6. After the export is complete, return to the list page and click "download export package" to save it to local.
Orchestration Space Task Supported Export Object Types
1. Supported workflow types: currently only support automated workflow, manual workflow is not supported.
2. Supported task types:
|
Data Integration | Offline Sync | Yes |
EMR | Hive SQL | Yes |
| Spark SQL | Yes |
| PySpark | Yes |
| Spark | Yes |
| MapReduce | Yes |
| Impala | Yes |
| Trino | Yes |
| StarRocks | Yes |
DLC | DLC SQL | Yes |
| DLC Spark | Yes |
| DLC PySpark | Yes |
TDSQL | TDSQL PostgreSQL | Yes |
TCHouse | TCHouse-P | Yes |
| TCHouse-X | Yes |
| TCHouse-X SQL | Yes |
common | Python | Yes |
| Shell | Yes |
| JDBC SQL | Yes |
| Kettle | Yes |
| branch node | No |
| merge node | No |
| Explore Notebook | No |
| For-each | No |
| SSH | Yes |
Cross-workflow | Cross-workflow node | Yes |
Import Task
1. Select Create Import Task in the top-left corner, upload the exported compression package in the pop-up dialog box, and click File Verification to validate the format and content of the import file. After successful verification, fill in the import instructions and click Start Importing.
2. Map the configuration items required for tasks in the source project to the target project. The content to be configured includes the storage-compute engine, system source, custom definition source, queue information, and execution resource group. For example:
The configuration item for a certain PySpark task in the source project is the EMR engine, so select the corresponding EMR engine in the target project to map.

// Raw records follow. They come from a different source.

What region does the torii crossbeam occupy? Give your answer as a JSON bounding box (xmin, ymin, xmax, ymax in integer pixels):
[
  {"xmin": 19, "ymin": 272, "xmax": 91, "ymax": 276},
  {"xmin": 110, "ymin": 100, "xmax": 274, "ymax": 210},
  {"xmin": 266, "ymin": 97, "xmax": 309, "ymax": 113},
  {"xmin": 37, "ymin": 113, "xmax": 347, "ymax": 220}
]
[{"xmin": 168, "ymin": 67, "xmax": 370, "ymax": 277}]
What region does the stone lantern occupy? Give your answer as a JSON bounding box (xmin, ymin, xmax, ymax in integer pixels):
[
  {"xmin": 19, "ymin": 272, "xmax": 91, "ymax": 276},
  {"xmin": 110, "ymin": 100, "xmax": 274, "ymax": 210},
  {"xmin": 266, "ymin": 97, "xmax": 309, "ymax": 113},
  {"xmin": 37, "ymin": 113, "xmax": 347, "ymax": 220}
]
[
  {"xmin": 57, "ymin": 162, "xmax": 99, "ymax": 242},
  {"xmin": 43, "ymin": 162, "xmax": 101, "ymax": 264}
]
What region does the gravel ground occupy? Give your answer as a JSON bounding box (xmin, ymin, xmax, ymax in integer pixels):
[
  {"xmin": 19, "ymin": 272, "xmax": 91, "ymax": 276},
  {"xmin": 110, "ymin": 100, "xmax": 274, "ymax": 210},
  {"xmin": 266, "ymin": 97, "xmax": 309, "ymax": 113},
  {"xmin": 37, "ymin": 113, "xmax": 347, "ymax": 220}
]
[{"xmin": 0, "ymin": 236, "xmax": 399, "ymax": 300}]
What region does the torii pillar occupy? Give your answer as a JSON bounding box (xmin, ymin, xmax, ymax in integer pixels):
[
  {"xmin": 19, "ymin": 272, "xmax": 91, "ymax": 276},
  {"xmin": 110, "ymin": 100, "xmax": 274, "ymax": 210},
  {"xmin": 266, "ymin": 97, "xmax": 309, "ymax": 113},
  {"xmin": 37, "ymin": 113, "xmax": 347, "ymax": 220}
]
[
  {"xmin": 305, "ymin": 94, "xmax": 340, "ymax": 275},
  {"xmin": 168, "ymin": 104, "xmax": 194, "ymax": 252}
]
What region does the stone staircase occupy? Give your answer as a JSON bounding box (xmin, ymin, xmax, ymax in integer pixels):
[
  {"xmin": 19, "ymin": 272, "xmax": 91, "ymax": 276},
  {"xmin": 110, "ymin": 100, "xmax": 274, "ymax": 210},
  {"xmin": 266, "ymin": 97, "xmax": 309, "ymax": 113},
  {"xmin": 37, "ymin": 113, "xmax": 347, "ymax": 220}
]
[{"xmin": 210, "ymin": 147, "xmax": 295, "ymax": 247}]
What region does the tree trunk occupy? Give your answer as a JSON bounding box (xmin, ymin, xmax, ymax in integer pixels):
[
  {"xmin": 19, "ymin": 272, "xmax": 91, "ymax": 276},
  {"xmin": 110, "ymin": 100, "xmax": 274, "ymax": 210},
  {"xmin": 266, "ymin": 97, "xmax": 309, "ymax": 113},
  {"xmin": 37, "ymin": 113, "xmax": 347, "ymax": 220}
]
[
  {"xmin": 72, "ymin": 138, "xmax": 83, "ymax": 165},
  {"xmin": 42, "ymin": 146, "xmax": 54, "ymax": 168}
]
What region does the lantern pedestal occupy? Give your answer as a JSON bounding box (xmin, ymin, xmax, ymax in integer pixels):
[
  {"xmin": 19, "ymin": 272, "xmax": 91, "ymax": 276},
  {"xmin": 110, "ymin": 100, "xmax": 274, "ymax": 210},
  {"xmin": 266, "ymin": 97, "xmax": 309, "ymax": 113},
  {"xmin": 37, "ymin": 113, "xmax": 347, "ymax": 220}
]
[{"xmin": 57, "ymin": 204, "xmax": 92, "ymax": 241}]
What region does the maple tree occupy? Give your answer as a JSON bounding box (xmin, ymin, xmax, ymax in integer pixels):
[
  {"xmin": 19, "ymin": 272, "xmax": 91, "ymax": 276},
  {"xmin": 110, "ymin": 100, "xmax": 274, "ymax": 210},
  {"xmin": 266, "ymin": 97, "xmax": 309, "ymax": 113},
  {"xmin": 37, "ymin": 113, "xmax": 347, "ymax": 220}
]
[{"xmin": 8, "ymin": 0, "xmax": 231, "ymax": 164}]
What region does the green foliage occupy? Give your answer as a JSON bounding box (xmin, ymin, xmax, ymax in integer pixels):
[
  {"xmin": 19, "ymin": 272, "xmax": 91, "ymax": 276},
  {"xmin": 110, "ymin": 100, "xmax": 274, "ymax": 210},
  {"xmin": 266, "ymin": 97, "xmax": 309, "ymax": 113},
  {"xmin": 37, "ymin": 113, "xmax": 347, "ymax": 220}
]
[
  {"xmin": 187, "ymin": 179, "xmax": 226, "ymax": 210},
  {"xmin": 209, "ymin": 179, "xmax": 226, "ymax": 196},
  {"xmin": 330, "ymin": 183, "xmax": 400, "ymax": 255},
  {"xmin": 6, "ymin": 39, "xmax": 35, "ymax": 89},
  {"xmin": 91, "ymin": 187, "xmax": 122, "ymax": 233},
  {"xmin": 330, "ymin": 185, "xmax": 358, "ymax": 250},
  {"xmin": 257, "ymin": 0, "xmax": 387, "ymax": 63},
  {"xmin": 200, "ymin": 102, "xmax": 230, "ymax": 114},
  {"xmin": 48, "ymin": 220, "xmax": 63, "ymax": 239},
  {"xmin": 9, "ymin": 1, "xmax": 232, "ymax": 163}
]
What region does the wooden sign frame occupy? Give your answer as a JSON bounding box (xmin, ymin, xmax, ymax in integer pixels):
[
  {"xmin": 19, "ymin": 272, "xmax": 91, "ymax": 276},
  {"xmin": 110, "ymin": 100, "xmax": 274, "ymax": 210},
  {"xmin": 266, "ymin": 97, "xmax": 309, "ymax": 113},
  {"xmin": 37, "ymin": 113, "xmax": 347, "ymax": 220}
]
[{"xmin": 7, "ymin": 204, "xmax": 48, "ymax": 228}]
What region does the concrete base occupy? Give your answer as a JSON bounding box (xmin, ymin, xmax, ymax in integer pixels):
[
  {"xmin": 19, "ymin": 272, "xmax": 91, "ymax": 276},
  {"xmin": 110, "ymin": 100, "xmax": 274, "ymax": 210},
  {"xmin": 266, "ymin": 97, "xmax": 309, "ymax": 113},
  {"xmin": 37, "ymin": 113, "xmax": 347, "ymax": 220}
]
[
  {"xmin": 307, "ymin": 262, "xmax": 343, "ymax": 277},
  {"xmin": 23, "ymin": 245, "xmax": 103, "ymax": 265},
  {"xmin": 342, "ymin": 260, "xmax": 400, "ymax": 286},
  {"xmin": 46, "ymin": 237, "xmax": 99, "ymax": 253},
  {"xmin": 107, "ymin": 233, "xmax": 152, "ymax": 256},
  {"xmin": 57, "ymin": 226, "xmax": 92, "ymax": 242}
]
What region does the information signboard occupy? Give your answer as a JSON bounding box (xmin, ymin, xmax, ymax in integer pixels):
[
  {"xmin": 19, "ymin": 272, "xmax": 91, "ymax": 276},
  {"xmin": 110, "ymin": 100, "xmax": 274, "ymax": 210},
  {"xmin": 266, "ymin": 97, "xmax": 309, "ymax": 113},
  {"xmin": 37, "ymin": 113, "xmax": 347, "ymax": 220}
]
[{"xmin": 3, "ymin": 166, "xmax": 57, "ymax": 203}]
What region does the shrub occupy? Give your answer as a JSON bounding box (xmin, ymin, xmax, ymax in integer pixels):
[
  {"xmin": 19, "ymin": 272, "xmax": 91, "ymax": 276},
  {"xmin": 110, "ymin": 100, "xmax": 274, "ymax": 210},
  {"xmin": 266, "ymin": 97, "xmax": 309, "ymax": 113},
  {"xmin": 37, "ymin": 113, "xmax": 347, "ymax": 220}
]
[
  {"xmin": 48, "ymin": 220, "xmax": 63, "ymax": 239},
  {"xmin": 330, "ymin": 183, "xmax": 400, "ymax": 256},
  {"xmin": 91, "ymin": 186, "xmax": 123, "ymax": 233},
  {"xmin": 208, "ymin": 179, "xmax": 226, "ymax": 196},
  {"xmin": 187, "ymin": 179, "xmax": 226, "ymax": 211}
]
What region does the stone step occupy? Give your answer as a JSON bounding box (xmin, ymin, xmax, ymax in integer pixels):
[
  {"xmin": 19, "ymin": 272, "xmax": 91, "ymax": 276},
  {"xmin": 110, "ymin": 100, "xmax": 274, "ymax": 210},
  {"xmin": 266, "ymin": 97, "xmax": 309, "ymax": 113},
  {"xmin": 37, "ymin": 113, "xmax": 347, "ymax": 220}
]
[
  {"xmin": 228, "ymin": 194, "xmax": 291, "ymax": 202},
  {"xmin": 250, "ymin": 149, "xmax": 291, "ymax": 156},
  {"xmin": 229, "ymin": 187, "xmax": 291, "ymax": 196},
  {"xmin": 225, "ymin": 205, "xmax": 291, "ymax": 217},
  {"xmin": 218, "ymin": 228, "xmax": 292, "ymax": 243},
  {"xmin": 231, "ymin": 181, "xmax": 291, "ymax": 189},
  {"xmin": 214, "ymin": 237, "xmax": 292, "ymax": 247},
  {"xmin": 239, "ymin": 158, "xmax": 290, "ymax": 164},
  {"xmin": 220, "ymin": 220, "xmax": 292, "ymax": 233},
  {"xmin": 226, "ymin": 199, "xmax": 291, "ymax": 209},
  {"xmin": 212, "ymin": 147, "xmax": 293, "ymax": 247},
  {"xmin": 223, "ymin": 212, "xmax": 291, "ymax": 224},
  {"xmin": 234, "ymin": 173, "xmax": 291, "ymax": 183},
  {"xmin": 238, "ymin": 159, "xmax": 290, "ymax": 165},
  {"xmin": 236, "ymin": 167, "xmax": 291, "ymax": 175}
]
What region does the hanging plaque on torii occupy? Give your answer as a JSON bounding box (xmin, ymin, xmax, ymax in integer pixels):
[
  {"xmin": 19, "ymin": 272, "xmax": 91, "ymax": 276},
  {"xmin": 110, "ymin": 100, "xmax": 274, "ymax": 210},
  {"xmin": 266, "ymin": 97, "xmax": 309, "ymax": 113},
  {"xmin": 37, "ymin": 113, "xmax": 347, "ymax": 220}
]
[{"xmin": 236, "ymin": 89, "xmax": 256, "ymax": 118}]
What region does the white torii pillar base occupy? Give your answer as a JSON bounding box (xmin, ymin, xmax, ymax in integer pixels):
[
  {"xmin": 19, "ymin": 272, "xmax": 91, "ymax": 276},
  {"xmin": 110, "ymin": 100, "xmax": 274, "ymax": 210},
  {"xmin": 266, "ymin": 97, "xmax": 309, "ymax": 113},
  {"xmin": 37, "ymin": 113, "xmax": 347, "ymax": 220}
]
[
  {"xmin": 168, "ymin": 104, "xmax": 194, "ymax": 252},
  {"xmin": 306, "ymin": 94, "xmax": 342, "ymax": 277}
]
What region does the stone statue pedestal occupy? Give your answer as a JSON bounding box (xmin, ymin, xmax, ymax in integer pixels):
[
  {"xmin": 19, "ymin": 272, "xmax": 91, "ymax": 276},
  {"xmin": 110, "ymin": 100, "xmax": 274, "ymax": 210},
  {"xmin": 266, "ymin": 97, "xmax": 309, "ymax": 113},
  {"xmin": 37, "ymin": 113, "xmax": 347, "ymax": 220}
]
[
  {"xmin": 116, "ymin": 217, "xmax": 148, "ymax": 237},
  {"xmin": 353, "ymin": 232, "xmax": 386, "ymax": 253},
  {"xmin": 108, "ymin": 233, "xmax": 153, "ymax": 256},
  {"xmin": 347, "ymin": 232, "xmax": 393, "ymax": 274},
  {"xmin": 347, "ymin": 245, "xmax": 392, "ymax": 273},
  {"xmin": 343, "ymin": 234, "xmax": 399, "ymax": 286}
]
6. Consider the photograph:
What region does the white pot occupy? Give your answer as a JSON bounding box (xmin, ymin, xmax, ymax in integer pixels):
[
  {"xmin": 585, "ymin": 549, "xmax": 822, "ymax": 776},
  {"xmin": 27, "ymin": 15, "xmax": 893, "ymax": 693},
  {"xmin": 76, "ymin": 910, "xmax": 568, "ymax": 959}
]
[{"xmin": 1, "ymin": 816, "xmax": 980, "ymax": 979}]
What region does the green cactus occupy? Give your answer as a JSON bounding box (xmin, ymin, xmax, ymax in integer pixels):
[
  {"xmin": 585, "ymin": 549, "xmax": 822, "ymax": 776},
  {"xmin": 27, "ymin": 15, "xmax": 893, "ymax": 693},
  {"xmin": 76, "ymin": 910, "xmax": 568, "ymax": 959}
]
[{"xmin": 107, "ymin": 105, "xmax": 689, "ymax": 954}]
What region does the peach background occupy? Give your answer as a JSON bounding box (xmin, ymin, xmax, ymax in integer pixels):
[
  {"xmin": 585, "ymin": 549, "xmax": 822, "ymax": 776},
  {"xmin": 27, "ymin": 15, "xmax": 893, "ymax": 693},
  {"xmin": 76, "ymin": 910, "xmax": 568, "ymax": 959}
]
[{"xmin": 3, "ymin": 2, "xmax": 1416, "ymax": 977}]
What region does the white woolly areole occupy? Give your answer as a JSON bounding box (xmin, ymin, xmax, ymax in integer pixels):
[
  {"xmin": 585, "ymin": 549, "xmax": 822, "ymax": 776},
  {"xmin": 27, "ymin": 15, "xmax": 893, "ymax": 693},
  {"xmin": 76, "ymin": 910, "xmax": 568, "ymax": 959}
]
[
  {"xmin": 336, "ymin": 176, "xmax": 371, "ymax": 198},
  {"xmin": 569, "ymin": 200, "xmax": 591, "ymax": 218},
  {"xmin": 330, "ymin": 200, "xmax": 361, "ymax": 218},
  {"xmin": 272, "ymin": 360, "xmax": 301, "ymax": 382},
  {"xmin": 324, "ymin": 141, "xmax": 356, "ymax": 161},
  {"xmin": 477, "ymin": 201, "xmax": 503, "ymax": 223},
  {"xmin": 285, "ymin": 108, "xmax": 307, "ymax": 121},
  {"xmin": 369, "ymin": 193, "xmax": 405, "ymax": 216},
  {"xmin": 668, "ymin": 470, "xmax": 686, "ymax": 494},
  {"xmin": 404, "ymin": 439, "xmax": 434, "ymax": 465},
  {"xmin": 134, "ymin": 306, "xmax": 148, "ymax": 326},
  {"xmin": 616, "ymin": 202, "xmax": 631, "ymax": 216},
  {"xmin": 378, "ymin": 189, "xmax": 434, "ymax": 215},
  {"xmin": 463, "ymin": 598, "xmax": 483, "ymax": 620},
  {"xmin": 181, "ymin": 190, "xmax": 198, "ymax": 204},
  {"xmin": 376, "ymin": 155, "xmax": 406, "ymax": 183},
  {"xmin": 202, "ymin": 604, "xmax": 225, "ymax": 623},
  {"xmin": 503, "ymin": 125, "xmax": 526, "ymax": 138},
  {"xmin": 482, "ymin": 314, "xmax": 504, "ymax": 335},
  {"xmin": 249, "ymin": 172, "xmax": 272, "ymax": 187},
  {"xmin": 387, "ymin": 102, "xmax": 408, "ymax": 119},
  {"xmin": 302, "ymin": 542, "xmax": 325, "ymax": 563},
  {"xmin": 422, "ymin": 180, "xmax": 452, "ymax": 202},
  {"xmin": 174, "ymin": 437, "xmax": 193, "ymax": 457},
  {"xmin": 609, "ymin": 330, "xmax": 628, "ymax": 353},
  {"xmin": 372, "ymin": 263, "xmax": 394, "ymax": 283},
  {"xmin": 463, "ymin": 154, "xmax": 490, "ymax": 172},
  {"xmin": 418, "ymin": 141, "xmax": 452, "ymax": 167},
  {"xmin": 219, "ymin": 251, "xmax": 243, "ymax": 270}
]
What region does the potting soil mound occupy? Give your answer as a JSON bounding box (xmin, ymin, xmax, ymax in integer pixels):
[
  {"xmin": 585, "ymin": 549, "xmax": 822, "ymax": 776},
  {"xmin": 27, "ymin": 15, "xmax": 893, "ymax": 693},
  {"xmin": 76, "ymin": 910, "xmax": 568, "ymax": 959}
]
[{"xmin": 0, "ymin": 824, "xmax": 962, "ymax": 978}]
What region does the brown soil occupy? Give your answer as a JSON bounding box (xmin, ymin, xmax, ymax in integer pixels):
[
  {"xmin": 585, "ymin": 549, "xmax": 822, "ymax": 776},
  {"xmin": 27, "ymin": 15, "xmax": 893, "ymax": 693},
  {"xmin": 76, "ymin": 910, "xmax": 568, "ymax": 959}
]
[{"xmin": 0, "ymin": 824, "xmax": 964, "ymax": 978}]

The configuration item for a certain Hive SQL task in the source project is a Hive data source, so select a corresponding Hive data source in the target project to map.
Optional parameters when importing include:
|
Duplicated name policy | If a task, project parameter, functions and other objects with the same name exist in the target project, set a policy for each object by selecting "overwrite" or "skip". |
Task Submission Policy | Set the submission strategy for the import job Do not submit all: After importing a task, it is set to submit none by default, and the user must manually submit it. Submit all: After importing a task, scheduled tasks in the source project will take effect dynamically in the next scheduling cycle, and unscheduled tasks will automatically start scheduling. Note: Data Integration - Real-time synchronization tasks do not currently support autocommit. Tasks must be manually submitted after import. |
Owner Policy | Set the owner for the imported task: Default: Preferentially use the original owner of the import objects as the owner after import. If the original owner does not exist in the target project, use the task runner as the owner after import. Task runner: Use the task runner as the owner of the import objects. Designated sub-account: Assign a sub-account as the owner of the import objects. The sub-account needs to be a member of the current project. |
3. Choose to import objects and click Next.
4. After confirming the preview is correct, click "start importing". The pop-up dialog box will show the import status.
5. After the import is complete, you can view the import result:
View the import status in the import result, including successful import, import failure, and partially successful. You can view the total count, number of successes, and failure count separately.
Support viewing import details. If the import status is failed, you can view the failure reason.